Lessons from Old Cats

For a while now, I’ve been taking in old cats – one at a time. Old cats are not easily homed – they come with short life expectancies, likelihood of expensive vets bills, and distress. If your old cat has spent its life with one family or human, the loss of them will likely grieve them. An old cat who has been rescued will likely have been through some shit and may have issues. Old cats, much like old dogs are slow to learn new tricks.

There can be no messing about when taking in an old cat. You know they might only have a year or two with you. So you have to be willing to love them as wholeheartedly as you would a young cat who might be with you a decade or more. You have to love from a basis of knowing you will lose them and that the more you love them the more that will hurt. But, they need you, and they need to be cared for and they need it to be ok that they will shortly break your heart.

They teach patience and compassion. They teach it as their minds and bodies fail. They teach it with their incontinence, their deterioration, their fragility and vulnerability. They teach you to think about what your own body might be like as it ages, and they help you face up to that.
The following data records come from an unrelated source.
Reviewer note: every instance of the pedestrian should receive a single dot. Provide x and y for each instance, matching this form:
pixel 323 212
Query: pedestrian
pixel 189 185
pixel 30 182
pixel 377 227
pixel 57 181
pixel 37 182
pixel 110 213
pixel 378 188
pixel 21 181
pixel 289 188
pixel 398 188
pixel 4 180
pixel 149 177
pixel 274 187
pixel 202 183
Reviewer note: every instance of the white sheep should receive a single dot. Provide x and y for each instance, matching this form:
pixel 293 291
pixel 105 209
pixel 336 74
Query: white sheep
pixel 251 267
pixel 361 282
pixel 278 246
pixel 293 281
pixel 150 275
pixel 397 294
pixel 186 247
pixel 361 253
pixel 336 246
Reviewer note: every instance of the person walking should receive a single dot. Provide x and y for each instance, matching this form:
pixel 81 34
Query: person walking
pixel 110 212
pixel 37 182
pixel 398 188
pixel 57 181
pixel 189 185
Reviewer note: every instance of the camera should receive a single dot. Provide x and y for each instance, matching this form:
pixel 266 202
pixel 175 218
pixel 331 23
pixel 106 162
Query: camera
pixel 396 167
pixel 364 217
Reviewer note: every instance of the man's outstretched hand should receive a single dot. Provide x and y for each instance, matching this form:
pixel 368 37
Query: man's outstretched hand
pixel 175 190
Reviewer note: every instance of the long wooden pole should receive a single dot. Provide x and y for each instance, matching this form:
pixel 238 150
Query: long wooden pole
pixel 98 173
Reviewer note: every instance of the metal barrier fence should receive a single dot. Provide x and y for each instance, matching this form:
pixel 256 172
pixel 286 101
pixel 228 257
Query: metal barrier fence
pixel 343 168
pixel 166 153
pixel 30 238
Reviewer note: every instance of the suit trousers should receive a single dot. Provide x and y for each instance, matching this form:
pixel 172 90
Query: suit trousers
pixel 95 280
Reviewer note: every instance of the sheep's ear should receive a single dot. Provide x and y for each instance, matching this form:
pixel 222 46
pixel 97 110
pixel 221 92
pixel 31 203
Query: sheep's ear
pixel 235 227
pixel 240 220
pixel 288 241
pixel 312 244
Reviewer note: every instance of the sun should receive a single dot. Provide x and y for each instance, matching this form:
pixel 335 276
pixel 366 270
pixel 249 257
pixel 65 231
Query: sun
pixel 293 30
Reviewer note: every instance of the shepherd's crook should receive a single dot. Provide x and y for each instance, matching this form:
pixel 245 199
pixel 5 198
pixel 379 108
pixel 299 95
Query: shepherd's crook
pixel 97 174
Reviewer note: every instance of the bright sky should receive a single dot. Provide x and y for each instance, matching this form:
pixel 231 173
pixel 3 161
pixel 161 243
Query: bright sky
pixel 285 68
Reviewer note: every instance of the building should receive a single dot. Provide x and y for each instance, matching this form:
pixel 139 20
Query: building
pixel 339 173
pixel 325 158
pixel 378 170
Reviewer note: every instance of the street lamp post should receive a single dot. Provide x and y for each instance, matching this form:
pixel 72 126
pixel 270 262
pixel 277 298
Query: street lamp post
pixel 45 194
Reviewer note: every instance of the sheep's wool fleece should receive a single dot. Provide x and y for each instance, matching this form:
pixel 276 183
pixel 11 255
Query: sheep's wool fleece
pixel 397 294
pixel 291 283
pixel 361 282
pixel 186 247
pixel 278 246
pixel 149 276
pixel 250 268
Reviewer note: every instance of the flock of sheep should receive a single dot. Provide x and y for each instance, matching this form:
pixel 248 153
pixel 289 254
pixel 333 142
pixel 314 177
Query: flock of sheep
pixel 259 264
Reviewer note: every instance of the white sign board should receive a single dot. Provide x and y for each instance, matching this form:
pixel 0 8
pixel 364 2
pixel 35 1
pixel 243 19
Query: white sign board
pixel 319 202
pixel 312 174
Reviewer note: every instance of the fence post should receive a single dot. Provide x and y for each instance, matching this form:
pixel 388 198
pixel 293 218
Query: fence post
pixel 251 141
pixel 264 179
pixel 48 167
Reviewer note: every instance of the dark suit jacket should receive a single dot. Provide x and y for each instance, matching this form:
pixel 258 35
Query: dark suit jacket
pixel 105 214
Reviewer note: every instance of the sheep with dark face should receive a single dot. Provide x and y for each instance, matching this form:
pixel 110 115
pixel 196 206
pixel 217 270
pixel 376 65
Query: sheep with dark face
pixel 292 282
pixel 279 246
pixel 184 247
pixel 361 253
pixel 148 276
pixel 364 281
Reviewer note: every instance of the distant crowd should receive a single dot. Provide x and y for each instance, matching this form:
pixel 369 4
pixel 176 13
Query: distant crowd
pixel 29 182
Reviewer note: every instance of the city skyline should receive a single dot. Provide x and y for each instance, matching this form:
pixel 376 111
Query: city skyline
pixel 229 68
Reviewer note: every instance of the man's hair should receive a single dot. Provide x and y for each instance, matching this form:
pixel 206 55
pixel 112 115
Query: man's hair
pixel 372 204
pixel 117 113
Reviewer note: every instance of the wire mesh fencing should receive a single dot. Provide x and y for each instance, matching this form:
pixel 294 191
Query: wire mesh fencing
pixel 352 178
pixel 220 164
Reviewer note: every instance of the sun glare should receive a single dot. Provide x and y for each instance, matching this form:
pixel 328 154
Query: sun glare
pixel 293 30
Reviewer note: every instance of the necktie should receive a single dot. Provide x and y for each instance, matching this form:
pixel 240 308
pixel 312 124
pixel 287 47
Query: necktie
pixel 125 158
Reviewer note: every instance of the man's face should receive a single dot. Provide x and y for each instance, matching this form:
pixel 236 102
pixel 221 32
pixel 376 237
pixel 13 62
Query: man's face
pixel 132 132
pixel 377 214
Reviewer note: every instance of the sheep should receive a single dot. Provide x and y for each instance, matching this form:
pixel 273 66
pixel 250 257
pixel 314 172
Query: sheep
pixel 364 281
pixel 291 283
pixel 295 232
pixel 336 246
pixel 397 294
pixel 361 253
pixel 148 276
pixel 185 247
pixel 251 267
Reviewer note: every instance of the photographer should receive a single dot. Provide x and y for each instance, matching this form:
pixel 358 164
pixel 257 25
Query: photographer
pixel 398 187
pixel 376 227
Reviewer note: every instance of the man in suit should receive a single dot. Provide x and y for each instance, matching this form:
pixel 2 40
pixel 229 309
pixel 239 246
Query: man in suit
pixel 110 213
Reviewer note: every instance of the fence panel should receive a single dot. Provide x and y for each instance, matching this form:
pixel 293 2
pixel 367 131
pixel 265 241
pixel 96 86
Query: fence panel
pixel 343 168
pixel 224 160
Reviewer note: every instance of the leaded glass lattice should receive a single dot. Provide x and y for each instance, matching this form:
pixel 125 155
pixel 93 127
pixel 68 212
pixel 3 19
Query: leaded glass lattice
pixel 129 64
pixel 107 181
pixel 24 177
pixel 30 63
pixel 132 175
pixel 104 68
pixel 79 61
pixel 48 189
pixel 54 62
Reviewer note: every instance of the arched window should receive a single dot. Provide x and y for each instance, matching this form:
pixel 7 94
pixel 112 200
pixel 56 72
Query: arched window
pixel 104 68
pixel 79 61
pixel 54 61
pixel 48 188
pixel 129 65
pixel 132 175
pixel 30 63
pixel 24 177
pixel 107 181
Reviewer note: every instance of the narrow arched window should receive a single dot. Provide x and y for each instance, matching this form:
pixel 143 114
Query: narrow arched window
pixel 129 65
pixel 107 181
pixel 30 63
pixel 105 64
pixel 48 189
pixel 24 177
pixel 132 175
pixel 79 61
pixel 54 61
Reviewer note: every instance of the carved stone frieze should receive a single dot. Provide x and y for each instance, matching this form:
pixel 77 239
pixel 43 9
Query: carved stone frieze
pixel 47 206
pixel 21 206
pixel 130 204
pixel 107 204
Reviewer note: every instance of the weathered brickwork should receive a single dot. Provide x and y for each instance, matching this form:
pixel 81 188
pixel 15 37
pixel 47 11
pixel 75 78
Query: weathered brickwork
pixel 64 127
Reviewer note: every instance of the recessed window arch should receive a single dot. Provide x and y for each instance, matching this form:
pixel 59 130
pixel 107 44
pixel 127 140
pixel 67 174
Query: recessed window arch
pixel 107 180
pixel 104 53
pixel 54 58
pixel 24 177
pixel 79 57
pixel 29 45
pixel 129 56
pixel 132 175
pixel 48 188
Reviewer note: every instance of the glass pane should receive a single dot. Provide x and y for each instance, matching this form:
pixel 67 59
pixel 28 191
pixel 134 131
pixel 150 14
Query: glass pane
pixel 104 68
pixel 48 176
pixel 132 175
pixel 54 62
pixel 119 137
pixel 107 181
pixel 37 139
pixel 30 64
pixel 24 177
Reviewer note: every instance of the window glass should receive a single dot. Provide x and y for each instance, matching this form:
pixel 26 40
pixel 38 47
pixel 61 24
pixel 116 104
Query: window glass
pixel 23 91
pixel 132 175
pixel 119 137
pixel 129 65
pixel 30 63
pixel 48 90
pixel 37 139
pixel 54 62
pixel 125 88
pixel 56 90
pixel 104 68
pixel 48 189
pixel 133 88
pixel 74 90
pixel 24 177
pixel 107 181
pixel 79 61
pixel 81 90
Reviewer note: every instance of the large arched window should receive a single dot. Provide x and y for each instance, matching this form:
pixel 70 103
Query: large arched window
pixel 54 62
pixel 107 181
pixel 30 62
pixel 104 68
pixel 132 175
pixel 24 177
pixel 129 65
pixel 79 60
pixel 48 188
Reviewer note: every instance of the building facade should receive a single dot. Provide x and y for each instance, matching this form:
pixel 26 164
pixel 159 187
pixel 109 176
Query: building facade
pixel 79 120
Old cats brings lessons in ruthless pragmatism. They are going to die, sooner rather than later. There is nowhere to hide from this. You will have to make decisions about when to go to the vet, and when to let go and have nature take its course. They cannot live forever. They cannot always be fixed. They teach a person how to examine their own selfish urges to hang on, and how to think better about suffering and quality of life.

They teach acceptance, and trust. They bring you their fragile bodies, and their purrs, and their need for care. The ones who have been mistreated may show you their fear and you get to work with that and maybe win them round and perhaps you can teach them that the world isn’t such a terrible place after all. And whatever life has done to this point, a few good years, or even just a few good days, are still well worth having.